Chapitre 8 : Exception

6.8K 449 69
                                    

Il tira si fort que je faillis tomber en avant mais, cela n'eut pas l'air de le préoccuper car il se mit à marcher à grandes enjambées comme si nous avions le feu aux fesses. Au loin, Gabriel lui fit un signe de tête puis disparut dans la foule. J'eus un instant de panique, regrettant qu'il ne soit plus là alors qu'il semblait être le seul à savoir comment raisonner cet homme incontrôlable. Mais, cette pensée s'évapora bien vite et laissa place à l'incompréhension.

Mes jambes tentaient de suivre son rythme infernal, cependant, j'eus vite fait de comprendre que refréner Priam Hidden dans ses objectifs n'était qu'une perte de temps et d'énergie. Nous traversâmes un passage piéton, puis un deuxième où un taxi freina d'urgence en klaxonnant. En guise d'unique réponse, Priam gronda sans quitter des yeux l'horizon face à lui. Je n'arrivai pas à sortir un son d'entre mes lèvres. La peur cisaillait mes cordes vocales avec la même force que celle que lui usait autour de mon poignet. Je fermai les yeux, refoulant les picotements montant jusqu'à ma gorge.

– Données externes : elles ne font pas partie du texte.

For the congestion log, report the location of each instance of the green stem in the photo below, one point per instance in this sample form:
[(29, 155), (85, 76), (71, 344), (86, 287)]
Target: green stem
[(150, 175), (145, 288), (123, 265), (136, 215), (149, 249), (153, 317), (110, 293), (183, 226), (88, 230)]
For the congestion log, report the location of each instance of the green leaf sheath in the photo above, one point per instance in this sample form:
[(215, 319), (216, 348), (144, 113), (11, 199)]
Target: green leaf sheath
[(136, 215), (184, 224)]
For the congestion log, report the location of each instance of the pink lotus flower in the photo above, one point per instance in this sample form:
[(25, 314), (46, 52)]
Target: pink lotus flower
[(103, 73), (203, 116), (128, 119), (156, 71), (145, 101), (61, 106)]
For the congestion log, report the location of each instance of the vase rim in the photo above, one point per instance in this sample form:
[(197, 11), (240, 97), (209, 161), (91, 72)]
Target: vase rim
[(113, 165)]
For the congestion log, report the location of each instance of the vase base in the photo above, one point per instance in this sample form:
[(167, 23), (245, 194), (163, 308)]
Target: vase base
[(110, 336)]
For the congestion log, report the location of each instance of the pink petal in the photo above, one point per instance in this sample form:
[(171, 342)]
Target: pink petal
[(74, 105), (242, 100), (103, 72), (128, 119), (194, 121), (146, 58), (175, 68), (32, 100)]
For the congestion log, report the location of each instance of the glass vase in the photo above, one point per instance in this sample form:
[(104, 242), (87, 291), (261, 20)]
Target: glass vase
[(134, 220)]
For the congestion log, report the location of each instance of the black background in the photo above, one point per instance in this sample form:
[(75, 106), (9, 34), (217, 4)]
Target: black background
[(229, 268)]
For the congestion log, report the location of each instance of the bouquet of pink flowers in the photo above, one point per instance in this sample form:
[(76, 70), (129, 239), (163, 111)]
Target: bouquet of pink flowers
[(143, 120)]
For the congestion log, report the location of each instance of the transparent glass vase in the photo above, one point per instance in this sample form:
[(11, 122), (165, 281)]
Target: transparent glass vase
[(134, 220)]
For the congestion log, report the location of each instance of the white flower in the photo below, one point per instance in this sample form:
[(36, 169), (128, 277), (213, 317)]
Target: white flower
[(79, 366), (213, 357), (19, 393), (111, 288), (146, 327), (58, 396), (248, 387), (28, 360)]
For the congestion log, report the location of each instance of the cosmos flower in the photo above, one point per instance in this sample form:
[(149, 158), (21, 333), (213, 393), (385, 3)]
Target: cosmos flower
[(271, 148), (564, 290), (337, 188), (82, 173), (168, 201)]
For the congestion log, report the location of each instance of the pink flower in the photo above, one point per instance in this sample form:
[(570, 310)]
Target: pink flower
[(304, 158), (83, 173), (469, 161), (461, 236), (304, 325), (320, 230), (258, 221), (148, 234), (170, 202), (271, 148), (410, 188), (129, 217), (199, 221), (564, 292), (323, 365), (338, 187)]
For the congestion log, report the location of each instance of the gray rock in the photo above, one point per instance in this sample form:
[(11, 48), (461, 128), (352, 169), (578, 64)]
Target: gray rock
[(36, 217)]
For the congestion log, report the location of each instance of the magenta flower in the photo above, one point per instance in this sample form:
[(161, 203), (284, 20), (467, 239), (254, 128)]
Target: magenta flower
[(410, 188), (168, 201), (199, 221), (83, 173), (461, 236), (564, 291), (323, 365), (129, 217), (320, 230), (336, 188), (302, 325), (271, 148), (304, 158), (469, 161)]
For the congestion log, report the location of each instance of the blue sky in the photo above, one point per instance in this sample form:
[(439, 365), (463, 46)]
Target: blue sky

— Q-Qu'est-ce que vous f-faîtes !

Je ne pouvais le voir que de profil mais cela suffit à me donner une idée de son état d'esprit. Ses traits étaient contractés, les mâchoires coupantes comme des rasoirs, les lèvres sanglantes plus fines que la pointe d'un couteau, les yeux marqués par la frénésie d'un homme combattant l'envie de chasse. Il ne dit rien, continua de marcher alors que j'ignorais complètement où nous étions et où nous allions.

Après ça, je n'osai plus reposer de questions. Sa colère me terrifiait tellement que je me demandais comment j'avais réussi à lui parler la première fois.

Pendant près de cinq minutes, nous marchâmes à une vitesse folle, dans ce silence désordonné et angoissant, au milieu de passants qui n'avaient même pas le temps de comprendre qui ils avaient en face d'eux. Priam eut l'air de se calmer peu à peu sans, toutefois, relâcher sa poigne autour de mon poignet tiraillé.

Il vira soudain à droite et nous émergeâmes de la foule dans une petite rue exiguë, coincée entre deux immeubles en pierres rouges comme l'aube. Le soleil descendait la pente des briques puis tout se fondait dans une épaisse noirceur de la hauteur des portes jusqu'au sol en béton. Le visage de Priam était à peine éclairé, acculé par des couches de haine invraisemblables qui noircissaient ses cernes et creusaient ses hautes pommettes. Il respirait fort sans montrer un signe de fatigue. Ce n'était pas ça qui l'avait affecté, non, mais mes suppositions me paraissaient trop tirées par les cheveux pour paraître réalistes.

— P-Pourquoi avons-nous... haletai-je, le souffle court. Pourquoi a-avez-vous f-fait ça ?

Il lâcha ma main et enfin, posa les yeux sur moi et son regard me fit déglutir.

Bestial.

Il était bestial. Sa colère transperça le voile de sérénité qui s'accrochait encore comme des remparts autour de mon cœur. D'une lenteur délicieusement calculée, il s'avança vers moi. Je pouvais sentir les battements de mon myocarde retentir à mes oreilles alors que la sueur coulait dans mon dos. Il avançait toujours quand je me sentis reculer jusqu'au mur, le dos frappant contre les briques. L'écho de l'impact crissa dans ma tête et me fit frémir. En relevant les yeux, son visage n'était plus qu'à quelques centimètres du mien.

Je sentis sa main se poser au-dessus de ma tête et son souffle frôler mon front.

— Sais-tu seulement ce qui se serait passé si nous étions restés là-bas ?

Ses notes basses ressemblaient à celles d'un animal prêt à éructer des injures.

Son poing se referma et fit grésiller les grains de la pierre.